Chronic Ca 2+ imaging of cortical neurons with long-term expression of GCaMP-X.

Dynamic Ca 2+ signals reflect acute changes in membrane excitability, and also mediate signaling cascades in chronic processes. In both cases, chronic Ca 2+ imaging is often desired, but challenged by the cytotoxicity intrinsic to calmodulin (CaM)-based GCaMP, a series of genetically-encoded Ca 2+ indicators that have been widely applied. Here, we demonstrate the performance of GCaMP-X in chronic Ca 2+ imaging of cortical neurons, where GCaMP-X by design is to eliminate the unwanted interactions between the conventional GCaMP and endogenous (apo)CaM-binding proteins. By expressing in adult mice at high levels over an extended time frame, GCaMP-X showed less damage and improved performance in two-photon imaging of sensory (whisker-deflection) responses or spontaneous Ca 2+ fluctuations, in comparison with GCaMP. Chronic Ca 2+ imaging of one month or longer was conducted for cultured cortical neurons expressing GCaMP-X, unveiling that spontaneous/local Ca 2+ transients progressively developed into autonomous/global Ca 2+ oscillations. Along with the morphological indices of neurite length and soma size, the major metrics of oscillatory Ca 2+ , including rate, amplitude and synchrony were also examined.
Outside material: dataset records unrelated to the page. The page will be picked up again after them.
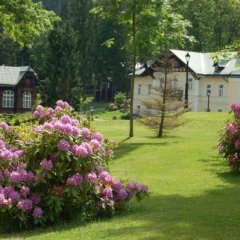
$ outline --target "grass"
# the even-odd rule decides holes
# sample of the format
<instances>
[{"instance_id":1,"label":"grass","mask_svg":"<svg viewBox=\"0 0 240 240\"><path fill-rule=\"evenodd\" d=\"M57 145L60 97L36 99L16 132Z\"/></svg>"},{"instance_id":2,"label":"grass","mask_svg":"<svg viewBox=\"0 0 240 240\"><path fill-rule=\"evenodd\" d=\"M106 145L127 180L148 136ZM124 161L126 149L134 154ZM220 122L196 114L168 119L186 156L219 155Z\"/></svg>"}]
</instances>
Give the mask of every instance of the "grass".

Dysregulations of both neuritogenesis and Ca 2+ oscillations became discernible around 2-3 weeks after virus injection or drug induction to express GCaMP in newborn or mature neurons, which were exacerbated by stronger or prolonged expression of GCaMP. In contrast, neurons expressing GCaMP-X were significantly less damaged or perturbed, altogether highlighting the unique importance of oscillatory Ca 2+ to neural development and neuronal health. In summary, GCaMP-X provides a viable solution for Ca 2+ imaging applications involving long-time and/or high-level expression of Ca 2+ probes.